No, I am suggesting what I said. This is not a discussion forum, this is not an opinion forum. Good ideas may, indeed, arise from discussion and opinion. But this is not the place for that.

@GeraldEdgar I agree this is neither a discussion nor an opinion forum. I also can see how this question and its format could seem to be invalid. My question is, am I allowed to ask a question here, then give a (lengthy) justification as to why the question may be valid, on this Stack Exchange? In a way that could be useful. I think asking this question here is a better first step than going to Reddit, or writing a scientific paper.

I would, ideally, like to discuss this issue, but that is clearly not an option. I am trying to find a work-around.

← 43 messages moved from Discussion on question by Luke Nemeth: Why are integers introduced before rational numbers in the number subsets?
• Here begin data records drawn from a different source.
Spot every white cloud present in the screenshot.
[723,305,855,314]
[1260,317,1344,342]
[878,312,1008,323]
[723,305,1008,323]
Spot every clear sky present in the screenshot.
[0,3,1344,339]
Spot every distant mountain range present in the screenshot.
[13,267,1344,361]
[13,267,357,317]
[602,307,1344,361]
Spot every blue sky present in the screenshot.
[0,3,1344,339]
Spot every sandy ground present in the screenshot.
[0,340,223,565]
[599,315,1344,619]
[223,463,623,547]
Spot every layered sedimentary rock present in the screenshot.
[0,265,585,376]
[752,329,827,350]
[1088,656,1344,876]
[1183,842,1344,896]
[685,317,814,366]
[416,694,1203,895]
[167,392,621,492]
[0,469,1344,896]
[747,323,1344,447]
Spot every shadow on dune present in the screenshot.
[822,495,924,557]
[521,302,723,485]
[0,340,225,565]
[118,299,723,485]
This is a little beside the point, but I think there is a much stronger case that our present-day use of zero originated in Asia (specifically, India) than that our present-day use of negative numbers comes from the Salamis counting table, even if you could establish that the Salamis counting table somehow involved negative numbers.

More to the point, the case for following historical precedent relies on the notion that there is some fundamental mathematical truth that inevitably drives the direction of the development of mathematics throughout history. If we were to find that Chinese mathematics developed in a different sequence than European mathematics, in my opinion that would severely weaken the case that we should follow the European historical precedent in the development of real numbers for analysis.

Also, if a new historical discovery reveals that negative numbers have been lurking about long before true rational numbers, would we have to rework our account of the real numbers all over again?

My working assumption in approaching this topic would be that the history of mathematics is full of accidental discoveries as well as mistakes that are later corrected, and that its sequence of development was not at all inevitable, until proved otherwise. You would need a lot more evidence for this than we have seen in this discussion.

And if you could establish the inevitability of mathematical history, you would still need a non-question-begging argument that every account of modern mathematics should recapitulate the history of mathematics.

This is not to say that your opinion is illegitimate or cannot be discussed; merely that it is an opinion.